ACEH UTARA - Meski masih
banyak item lain yang tercantum dalam Undang-Undang Pemerintah Aceh
(UUPA), namun persoalan bendera bulan bintang juga harus menjadi skala
prioritas saat ini. Karena hal tersebut telah sesuai perjanjian MoU Helsinki,
dimana bendera Aceh adalah suatu kekhususan atau identitas Aceh di kemudian
hari.
Hal tersebut disampaikan
oleh Direktur eksekutif LSM Labang Bangsa, Hery Safrizal saat berbincang dengan lintasatjeh.com, Selasa (05/04/2016), di salah satu coffee di Banda Aceh.
"Karena lambang dan
bendera itu sudah diamanahkan MoU kemudian diundangkan dalam UU PA adalah
kekhususan dan kekhasan yang kemudian menjadi identitas Aceh, ini juga tidak
boleh diabaikan," kata Hery.
Dalam hal ini, Hery
mengakui tidak semua masyarakat Aceh menghendaki atau menginginkan bendera
bulan bintang diprioritaskan. Sebab, sesuai isi UU PA, memang banyak item lain
yang juga perlu diterjemahkan dan dilaksanakan mengingat kondisi Aceh hari ini.
"Yang lain perlu
juga memang. Karena kondisi Aceh hari ini kan perlu perubahan. Dimana sektor
pertanian, ekonomi, kesehatan dan sektor pendidikan yang tak kalah penting
untuk diperhatikan. Itu juga patut menjadi prioritas dengan melibatkan semua
elemen dalam hal ini pun sangat diharapkan untuk terus mengawal kebijakan
publik dan seluruh program-program pemerintah," tambahnya.
Pihaknya berharap,
pemerintah dan DPR Aceh lebih serius untuk memperjuangkan persoalan tersebut
dengan membangun komunikasi yang maksimal dengan pemerintah pusat.
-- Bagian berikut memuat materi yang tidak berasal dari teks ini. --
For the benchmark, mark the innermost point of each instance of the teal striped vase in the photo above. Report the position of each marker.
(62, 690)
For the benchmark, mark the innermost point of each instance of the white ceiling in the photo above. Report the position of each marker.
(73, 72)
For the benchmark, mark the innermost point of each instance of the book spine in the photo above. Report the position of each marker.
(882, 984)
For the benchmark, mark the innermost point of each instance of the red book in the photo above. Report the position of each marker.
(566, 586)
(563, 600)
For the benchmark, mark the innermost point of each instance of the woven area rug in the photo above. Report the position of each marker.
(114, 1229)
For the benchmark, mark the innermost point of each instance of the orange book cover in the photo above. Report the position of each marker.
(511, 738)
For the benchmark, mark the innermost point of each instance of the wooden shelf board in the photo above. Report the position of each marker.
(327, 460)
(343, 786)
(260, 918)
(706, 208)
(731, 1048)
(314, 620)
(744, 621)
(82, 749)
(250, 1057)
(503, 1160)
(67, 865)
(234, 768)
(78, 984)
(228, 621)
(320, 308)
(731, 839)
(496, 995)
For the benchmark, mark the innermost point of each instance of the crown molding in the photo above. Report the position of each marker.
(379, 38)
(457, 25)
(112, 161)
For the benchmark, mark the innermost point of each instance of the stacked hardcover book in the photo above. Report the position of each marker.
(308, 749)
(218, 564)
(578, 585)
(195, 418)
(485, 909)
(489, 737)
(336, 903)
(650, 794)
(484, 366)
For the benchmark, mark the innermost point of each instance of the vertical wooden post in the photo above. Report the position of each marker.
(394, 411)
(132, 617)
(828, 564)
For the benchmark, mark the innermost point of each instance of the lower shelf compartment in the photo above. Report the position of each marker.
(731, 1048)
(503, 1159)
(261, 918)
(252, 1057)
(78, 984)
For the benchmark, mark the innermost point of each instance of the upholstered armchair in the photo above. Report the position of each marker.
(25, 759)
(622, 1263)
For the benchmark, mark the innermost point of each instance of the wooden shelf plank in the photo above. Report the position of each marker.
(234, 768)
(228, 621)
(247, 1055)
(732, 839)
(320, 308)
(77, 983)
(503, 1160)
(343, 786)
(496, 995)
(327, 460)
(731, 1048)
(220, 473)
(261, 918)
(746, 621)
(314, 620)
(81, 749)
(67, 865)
Sehingga,
persoalan ini tidak berlarut dan menyita perhatian kita semua yang berujung
kepada pengenyampingan program pembangunan lainnya.
"Artinya, kita
berjuang untuk menang dan kesejahteraan adalah tujuannya. Apalagi masalah
bendera Itu sudah merenggut perhatian internasional, jangan sampai orang luar
menilai Aceh ini bisa dipermainkan dan bisa dipolitisir oleh pihak-pihak yang
ingin mengambil keuntungan kelompok semata," harap Hery. [Jamal].